For optimal antibody performance:
Storage temperature: Store at -20°C for long-term preservation
Aliquoting: Divide into small single-use aliquots to avoid repeated freeze-thaw cycles
Buffer composition: Most preparations contain 50% glycerol and 0.02% sodium azide
Handling: Keep cold during use; return to -20°C promptly
Dilution: Prepare working dilutions fresh each time
Contamination prevention: Use sterile techniques when handling the antibody
Expiration: Check manufacturer's recommended shelf-life; typically 12 months if properly stored
Always centrifuge the vial briefly before opening to collect liquid at the bottom of the tube .
For sophisticated structure-function studies:
Conformation-specific analysis: Compare phosphorylation patterns between full-length FAK and the isolated kinase domain, which lacks FERM-mediated autoinhibition
Structural comparisons: The phosphorylated activation loop adopts a β-hairpin-like conformation that would collide with the FERM domain in the autoinhibited state
Mutational studies: Introduce mutations at the FERM/kinase interface and measure effects on Tyr576/577 phosphorylation
Domain interaction: The F2 lobe of the FERM domain makes extensive contact with the kinase C-lobe (649 Ų buried surface area), stabilizing the autoinhibited assembly
Conformational dynamics: Study how release of FERM-mediated inhibition permits Src-dependent phosphorylation of the activation loop
This approach can reveal how structural changes regulate FAK activity in different cellular contexts.
To distinguish the specific contributions of each phosphorylation site:
Single-site mutants: Generate Y576F and Y577F mutants for comparative functional analysis
Site-specific phosphorylation: Use mass spectrometry to quantify individual site phosphorylation under different conditions
Structural analysis: Compare with crystal structures showing that pTyr577 forms stabilizing interactions while pTyr576 extends into solution
In vitro kinase assays: Assess kinase activity of variants with differential phosphorylation
Conformational studies: Use hydrogen-deuterium exchange mass spectrometry to detect local structural changes
These approaches can reveal whether these sites have redundant or distinct roles in FAK activation and function.

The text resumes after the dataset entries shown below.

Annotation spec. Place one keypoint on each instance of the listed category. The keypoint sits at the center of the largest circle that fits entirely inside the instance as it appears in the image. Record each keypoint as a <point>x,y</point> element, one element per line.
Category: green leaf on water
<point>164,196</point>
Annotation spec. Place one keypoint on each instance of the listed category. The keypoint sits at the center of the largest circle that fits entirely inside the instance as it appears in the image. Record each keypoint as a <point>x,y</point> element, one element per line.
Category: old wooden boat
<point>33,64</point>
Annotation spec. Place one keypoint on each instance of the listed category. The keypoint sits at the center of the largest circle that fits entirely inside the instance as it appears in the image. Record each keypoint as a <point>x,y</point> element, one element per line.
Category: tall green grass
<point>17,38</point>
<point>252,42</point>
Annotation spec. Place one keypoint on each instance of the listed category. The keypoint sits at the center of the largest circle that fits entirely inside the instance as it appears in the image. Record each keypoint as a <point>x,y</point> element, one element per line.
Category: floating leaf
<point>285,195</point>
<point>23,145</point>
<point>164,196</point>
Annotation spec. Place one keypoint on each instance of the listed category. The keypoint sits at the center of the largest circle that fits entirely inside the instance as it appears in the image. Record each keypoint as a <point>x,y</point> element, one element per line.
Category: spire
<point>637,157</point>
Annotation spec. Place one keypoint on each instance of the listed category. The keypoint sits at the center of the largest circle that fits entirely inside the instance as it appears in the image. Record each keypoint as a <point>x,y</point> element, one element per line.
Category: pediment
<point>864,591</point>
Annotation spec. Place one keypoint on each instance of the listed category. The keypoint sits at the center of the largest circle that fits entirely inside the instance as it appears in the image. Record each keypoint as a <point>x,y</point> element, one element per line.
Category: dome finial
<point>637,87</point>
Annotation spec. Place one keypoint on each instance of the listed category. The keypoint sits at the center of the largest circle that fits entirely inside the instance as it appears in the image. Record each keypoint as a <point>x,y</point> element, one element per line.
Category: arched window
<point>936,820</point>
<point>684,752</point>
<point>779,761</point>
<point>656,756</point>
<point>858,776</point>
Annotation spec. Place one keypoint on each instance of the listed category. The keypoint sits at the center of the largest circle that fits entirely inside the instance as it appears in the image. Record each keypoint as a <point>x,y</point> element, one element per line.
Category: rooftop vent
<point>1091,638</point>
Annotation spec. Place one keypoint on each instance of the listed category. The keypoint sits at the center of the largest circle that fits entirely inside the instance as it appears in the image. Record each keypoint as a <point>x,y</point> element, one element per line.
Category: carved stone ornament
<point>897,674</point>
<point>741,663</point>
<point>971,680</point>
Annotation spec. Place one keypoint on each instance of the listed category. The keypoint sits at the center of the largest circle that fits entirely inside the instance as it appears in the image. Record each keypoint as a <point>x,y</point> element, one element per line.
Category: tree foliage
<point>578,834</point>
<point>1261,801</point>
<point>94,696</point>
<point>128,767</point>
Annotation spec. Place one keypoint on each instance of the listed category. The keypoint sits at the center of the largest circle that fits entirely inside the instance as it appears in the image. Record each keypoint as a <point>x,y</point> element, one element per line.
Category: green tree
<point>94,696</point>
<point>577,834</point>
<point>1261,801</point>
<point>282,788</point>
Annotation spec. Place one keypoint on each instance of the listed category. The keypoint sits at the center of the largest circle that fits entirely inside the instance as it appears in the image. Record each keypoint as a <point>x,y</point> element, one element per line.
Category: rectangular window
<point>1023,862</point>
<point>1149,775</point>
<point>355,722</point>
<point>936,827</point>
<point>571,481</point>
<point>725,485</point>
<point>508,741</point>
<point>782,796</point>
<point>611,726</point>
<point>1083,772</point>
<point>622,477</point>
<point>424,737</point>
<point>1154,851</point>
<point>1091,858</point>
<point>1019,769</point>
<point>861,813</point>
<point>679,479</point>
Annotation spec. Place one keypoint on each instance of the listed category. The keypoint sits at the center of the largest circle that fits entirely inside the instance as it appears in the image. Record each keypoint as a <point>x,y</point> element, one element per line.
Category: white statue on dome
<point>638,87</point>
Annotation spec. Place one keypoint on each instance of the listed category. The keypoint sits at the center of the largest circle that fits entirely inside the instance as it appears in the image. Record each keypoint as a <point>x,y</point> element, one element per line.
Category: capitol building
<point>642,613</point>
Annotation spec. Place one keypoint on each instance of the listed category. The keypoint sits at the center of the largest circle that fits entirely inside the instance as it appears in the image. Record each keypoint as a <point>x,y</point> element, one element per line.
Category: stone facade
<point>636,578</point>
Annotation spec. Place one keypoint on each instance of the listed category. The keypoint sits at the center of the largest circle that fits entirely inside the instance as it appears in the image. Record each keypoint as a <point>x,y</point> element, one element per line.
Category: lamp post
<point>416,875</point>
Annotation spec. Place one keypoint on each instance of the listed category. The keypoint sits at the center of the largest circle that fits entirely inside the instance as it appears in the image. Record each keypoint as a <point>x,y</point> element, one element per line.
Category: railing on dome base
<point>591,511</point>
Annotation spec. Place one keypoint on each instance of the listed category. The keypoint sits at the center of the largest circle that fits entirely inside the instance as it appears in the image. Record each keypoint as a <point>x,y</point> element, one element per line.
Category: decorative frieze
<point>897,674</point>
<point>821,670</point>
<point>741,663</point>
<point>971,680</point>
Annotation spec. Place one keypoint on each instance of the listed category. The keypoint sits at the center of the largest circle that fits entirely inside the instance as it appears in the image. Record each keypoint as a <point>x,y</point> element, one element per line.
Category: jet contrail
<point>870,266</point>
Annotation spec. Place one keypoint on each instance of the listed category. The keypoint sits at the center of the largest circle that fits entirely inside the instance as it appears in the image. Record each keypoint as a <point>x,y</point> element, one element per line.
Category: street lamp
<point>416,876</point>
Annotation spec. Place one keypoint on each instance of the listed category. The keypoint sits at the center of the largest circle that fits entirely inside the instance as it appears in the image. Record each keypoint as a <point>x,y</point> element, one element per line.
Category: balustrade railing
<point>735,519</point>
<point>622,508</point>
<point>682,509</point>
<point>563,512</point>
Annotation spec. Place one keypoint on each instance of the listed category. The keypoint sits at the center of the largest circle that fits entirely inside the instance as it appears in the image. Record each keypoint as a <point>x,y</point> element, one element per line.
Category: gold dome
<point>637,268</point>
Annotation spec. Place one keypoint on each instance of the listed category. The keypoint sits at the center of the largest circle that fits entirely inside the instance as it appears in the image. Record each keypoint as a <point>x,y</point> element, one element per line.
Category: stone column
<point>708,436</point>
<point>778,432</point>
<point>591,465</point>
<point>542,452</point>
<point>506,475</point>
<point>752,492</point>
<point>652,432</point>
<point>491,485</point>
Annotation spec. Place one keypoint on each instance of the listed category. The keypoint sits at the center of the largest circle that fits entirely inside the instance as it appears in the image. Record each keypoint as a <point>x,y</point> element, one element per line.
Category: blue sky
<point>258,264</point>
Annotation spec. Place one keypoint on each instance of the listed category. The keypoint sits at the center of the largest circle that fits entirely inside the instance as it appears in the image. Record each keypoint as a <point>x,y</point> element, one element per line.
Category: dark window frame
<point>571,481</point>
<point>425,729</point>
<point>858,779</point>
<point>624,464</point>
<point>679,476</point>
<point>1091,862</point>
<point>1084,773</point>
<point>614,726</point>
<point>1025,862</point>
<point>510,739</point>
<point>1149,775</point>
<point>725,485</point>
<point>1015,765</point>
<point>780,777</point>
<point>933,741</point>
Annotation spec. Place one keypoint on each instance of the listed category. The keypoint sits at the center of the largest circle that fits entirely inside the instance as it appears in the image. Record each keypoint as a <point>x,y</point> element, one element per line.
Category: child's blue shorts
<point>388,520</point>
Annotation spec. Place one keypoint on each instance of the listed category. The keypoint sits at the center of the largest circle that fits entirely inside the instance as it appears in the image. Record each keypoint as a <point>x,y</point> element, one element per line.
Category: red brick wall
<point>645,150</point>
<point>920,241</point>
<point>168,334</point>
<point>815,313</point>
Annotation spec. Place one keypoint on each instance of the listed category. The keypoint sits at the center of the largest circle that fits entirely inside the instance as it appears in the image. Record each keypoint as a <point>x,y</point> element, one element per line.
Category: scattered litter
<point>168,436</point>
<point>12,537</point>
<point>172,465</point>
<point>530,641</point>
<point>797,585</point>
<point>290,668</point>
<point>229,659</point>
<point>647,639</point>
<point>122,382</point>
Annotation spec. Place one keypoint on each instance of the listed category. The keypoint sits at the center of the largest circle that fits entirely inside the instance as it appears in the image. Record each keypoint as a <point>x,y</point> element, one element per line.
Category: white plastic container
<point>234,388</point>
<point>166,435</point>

For comprehensive signaling pathway analysis:
Multi-site phosphorylation profiling: Combine Tyr576/577 phosphorylation data with other FAK phosphorylation sites (Tyr397, Tyr925)
Pathway reconstruction: Map the sequence of phosphorylation events from integrin engagement to downstream substrate phosphorylation
Integrative approaches: Correlate FAK phosphorylation with activation of downstream effectors like paxillin and p130cas
Cross-pathway interactions: Examine how G-protein coupled receptor activation affects FAK phosphorylation status
Systems biology: Incorporate phospho-FAK data into computational models of adhesion signaling networks
RET-FAK interactions: Investigate the reciprocal phosphorylation mechanism between RET and FAK where RET directly phosphorylates FAK at Tyr576/577 but not Tyr925
This integrative approach can reveal how FAK serves as a signaling node connecting multiple cellular pathways.